Malamnya, ribuan penduduk dari berbagai kecamatan memadati tempat acara. Tiga penceramah dari tiga kecamatan bergantian memberikan dakwah di hadapan massa. Para penceramah memberikan dakwah menyangkut agama, sejarah Aceh dan juga meminta hadirin untuk menjaga keamanan dan ketertiban.

Sekira pukul 00.35 pagi, hari Rabu tanggal 3 Februari, acara ceramah selesai, masyarakat pun kembali ke tempat masing-masing dengan jalan kaki, motor dan mobil bak terbuka dan truk.

Ketika tiba di simpang kuala Idi Cut, dekat koramil dan polsek, beberapa orang tidak dikenal melakukan provokasi dengan melempar batu ke arah masyarakat yang baru pulang dari acara. Beberapa masyakarat terluka oleh lemparan yang datang dari arah kantor koramil tersebut.

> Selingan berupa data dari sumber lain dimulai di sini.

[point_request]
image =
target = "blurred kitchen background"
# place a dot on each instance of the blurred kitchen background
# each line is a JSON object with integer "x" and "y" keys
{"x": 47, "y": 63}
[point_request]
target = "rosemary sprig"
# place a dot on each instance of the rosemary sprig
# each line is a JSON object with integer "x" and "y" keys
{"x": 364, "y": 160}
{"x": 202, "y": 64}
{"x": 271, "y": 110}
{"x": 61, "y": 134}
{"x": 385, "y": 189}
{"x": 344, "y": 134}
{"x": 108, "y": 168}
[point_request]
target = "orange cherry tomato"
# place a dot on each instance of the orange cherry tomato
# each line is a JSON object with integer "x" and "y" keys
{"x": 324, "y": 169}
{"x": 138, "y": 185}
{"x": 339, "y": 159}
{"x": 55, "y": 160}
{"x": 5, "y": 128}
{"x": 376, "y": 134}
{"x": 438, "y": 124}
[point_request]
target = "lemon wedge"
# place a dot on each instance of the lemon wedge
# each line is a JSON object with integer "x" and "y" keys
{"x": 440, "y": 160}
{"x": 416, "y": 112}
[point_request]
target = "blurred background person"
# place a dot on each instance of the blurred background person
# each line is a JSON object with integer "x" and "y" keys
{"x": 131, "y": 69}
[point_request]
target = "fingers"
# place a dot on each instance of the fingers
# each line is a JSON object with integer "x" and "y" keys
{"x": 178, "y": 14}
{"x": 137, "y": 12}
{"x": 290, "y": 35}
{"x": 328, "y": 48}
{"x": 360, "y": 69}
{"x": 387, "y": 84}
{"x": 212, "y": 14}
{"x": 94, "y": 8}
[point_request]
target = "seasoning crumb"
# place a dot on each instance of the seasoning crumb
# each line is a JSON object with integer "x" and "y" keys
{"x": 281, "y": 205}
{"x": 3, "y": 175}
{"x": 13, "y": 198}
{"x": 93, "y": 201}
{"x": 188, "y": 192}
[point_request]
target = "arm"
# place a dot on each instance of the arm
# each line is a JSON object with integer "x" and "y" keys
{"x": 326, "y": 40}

Lampu mati.

Sebagian ada yang berhenti untuk mencari tahu siapa yang melempar, pukul 01.05, tiba-tiba ABRI dan Brimob muncul dan langsung menghalau massa dengan tembakan dan berondongan peluru tajam. Rupanya mereka telah bersiap dan menunggu.

Puluhan masyarakat terkapar berdarah terkena peluru, suasana panik. Massa berhamburan. Aparat berdalih kemudian hari bahwa tembakan senjata dari jarak dekat itu untuk menenangkan masyarakat. Kemudian setelah penembakan berdarah itu, puluhan orang ditangkap dan disiksa.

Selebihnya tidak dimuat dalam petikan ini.